|Publication number||US5238146 A|
|Application number||US 07/837,077|
|Publication date||24 Aug 1993|
|Filing date||18 Feb 1992|
|Priority date||18 Feb 1992|
|Publication number||07837077, 837077, US 5238146 A, US 5238146A, US-A-5238146, US5238146 A, US5238146A|
|Inventors||John F. Thorne, Jr.|
|Original Assignee||Van Leer Containers, Inc.|
|Export Citation||BiBTeX, EndNote, RefMan|
|Patent Citations (18), Non-Patent Citations (2), Referenced by (19), Classifications (9), Legal Events (7)|
|External Links: USPTO, USPTO Assignment, Espacenet|
The invention relates generally to handling of large containers such as drums, and, more particularly, to a support device to facilitate emptying of residue from such containers.
Large steel and plastic drums are used throughout the world for storage, shipment and dispensing of various fuels, lubricants, solvents, and other industrial and agricultural chemicals.

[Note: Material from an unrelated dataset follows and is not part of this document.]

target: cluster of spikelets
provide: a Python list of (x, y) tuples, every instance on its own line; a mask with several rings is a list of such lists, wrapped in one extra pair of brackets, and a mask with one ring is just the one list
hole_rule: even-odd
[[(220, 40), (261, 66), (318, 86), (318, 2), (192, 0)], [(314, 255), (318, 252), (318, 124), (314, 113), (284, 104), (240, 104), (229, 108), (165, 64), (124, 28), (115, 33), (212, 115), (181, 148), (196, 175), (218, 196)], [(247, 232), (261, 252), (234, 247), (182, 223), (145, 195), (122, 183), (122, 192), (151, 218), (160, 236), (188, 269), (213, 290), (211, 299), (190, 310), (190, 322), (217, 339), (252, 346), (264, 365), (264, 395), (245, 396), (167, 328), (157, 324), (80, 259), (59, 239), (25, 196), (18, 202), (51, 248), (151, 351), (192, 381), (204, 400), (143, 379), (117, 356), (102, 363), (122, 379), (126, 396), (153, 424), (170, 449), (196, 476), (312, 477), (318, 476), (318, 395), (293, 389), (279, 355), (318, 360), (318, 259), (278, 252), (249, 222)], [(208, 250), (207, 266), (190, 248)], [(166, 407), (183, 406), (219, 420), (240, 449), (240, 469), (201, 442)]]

In the United States, 55 gallon steel drums have been commonly used for many years for such purposes Pumps are typically employed to remove the contents. In the past, in removing liquids from such drums in industrial applications, it was common to leave a residue of about two liters in the containers, due primarily to limitations of the pumping equipment typically employed for dispensing the liquid contents The drums would then often be discarded with little regard for the ultimate disposition of the residue.

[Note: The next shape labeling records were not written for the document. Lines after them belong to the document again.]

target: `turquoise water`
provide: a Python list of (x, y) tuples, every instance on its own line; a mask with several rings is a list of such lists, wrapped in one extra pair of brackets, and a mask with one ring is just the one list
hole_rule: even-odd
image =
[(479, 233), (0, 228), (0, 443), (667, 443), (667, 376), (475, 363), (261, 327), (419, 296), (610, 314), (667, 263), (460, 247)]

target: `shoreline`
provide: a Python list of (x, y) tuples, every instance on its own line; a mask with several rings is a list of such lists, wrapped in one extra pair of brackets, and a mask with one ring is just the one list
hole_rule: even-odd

Recently, government regulations and public awareness of the potential environmental impact of various substances have led to interest in tighter control over disposal of residual amounts of substances left in such drums after the bulk of the substance has been dispensed. Economic considerations are also served by minimizing waste of residual amounts of material which remain in the drum after use of the bulk of the material.

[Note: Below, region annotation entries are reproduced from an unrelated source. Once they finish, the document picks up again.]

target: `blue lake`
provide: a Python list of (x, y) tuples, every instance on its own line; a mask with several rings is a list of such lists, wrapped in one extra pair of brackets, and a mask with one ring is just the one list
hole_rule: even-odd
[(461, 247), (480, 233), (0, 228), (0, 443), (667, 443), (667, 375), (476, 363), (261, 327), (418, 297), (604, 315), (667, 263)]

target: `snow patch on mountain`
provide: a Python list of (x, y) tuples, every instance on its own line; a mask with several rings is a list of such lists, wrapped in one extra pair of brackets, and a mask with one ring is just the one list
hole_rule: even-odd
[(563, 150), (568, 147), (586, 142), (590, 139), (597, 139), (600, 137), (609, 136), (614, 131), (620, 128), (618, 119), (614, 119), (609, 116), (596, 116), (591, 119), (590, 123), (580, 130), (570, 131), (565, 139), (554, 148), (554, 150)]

Pumps in use today are generally capable of removing a greater percentage of the drum contents than the older pumps mentioned above, but still typically leave a residue of some 200 to 300 milliliters of fluid in the drum. Removing the residues is a time consuming and expensive problem for the drum reconditioning industry. If fluid residues are not removed promptly after usage of the bulk of the drum contents, the problem may be compounded by liquids which thicken or dry over time due to evaporation of volatile components or other factors, requiring the use of chemical solvents, burning, or other difficult and expensive steps to clean the drum.
Common configurations of drum lids (heads) include the "standard" lid wherein the lid is generally convex; and configurations wherein the lid is generally concave, such that its lowest point is at its center. In both, a spout (flanged opening) is typically located adjacent the periphery of the lid. In some drum lids, two spouts are provided, 180° apart from one another, adjacent the periphery of the lid. The drum lid is typically joined to the upper edge of the cylindrical drum sidewall by an annular projecting chime. The bottom wall is similarly joined to the lower edge of the sidewall.
Polyethylene drums differ slightly from steel drums with respect to the configurations of the peripheral areas of the lids. Rather than a chime as described above with respect to the steel drums, the typical polyethylene drum has a handling ring with a relatively deep groove defined by the interior of the handling ring and the exterior of the lid surface directly inward of the handling ring. The exterior surface of the lid has a generally horizontal central portion and a frustoconical portion extending outward therefrom to the base of the handling ring.
It has been found that removal of much of the residual liquid from a drum can be accomplished by inverting the drum and maintaining it at an inclination of 5° to 10°, with the spout, or one of the spouts, at the lowest point. One specifically designed commercially available racking system, known as the Valcline racking system, provides means to support a row of several drums side-by-side in inverted position at the desired inclination, elevated a few inches from a supporting surface. The drums must be lifted onto the rack, and left on the rack for a period dependent on the viscosity of the liquid being drained from the drum. A locating pin facilitates placement of the spout over a receptacle for collection of residual contents.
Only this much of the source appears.